Sat with Seokmin at the boy’s dining room table, Wonwoo popped a purple grape into his mouth while flipping a pencil between his fingers. The two had been staring plainly at their last problem from the math homework, but the question was horribly long, and his handwriting had morphed from legible penmanship to the most slurred hieroglyphics. Wonwoo wanted to dump a ramen packet into some boiling water and call it a night. He’d devoured a whole stem of grapes. His head was pounding and his stomach growled for a meal.
“Oh! You see—this is what gets me every time!” Seokmin exclaimed, leaned over his scattered papers, shoulders hunched with strain, “I mess up one multiplication in a matrix, and it screws me all up! Now I have to go over—uh! My fucking pencil just snapped.”
“Good,” Wonwoo mumbled, pressing a hand along the groove of his stiff neck, cracking it, “take it as a sign to give up.”
“We’re so close.”
Scooting the chair back to stretch his legs, Wonwoo then snatched his phone off the table. It was nearly ten at night.
“I’m hungry, and I don’t care anymore.”
Seokmin sighed, “are you going to eat now?”
“Yeah. Any ramen left?”
“It’s in the box sitting on top of the fridge. Soup broth is in the cupboard beside the microwave. I think there’s some eggs, too.”
Wonwoo easily grabbed the noodle packet off the fridge. He asked his friend if he wanted a bowl as well, and Seokmin agreed, abandoning their math homework after his defeating pencil-snapping incident. While they waited for the water to start bubbling over the stovetop, Seokmin had joined Wonwoo in the kitchen, though he leaned against the counter, holding his phone six inches or so from his face. Wonwoo had never seen anyone text that fast.
Gosh—he didn’t even need to ask who it was.
Noticing a few smudges on his glasses, Wonwoo lowered them down to the hem of shirt, beginning to massage the marks away.
“Our math final is the twenty-eighth, right?” Seokmin asked.
“Should be, yeah.”
“Thanks. If it’s on the twenty-eighth then I can definitely go.”
Wonwoo slid the glasses back onto his nose.
“Go to what?
Taptaptaptap—Seokmin’s fingers were practically electric.
“Uh, this thing that Her is having… at her parents’ house… like… a big dinner party… I’m helping her plan it… just need to make sure… I’m free those days… there! Okay, all settled.”
At last, Seokmin had clicked off his phone and slid the device back into the pocket on his sweatpants. Wonwoo folded his arms, staring at his friend with a deeply furrowed yet confused brow.

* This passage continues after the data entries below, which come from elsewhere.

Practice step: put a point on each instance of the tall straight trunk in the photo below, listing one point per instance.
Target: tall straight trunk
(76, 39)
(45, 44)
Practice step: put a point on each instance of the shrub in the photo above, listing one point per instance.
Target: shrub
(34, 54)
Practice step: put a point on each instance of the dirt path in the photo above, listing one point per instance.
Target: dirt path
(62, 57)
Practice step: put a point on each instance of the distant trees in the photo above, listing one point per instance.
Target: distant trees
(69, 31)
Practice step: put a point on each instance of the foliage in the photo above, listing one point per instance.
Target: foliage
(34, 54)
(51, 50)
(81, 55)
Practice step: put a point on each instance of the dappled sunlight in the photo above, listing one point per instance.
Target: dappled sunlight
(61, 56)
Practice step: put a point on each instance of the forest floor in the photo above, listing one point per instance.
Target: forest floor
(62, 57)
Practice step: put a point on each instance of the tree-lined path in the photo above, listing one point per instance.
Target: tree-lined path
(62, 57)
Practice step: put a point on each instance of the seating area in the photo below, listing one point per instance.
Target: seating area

He sucked in a helpless breath.
“I don’t get you, Seokmin.”
“What—why?”
A few hot droplets of water had leapt from the pot, slightly scalding Wonwoo’s arm. He promptly ripped open the ramen packet and submerged the noodle brick, poking at it with chopsticks.
Wonwoo cleared his throat, “are you obsessed with her?”
Seokmin laughed, sounding astounded.
“No, I’m not obsessed. I’m just helping. We’re friends.”
“Right.”
“You don’t believe me?”
Setting the chopsticks beside the stove, Wonwoo turned around again, habitually crossing his arms low along the chest.
“I guess I don’t understand what you get out of that relationship.” He admitted. “Why can’t she do shit herself?”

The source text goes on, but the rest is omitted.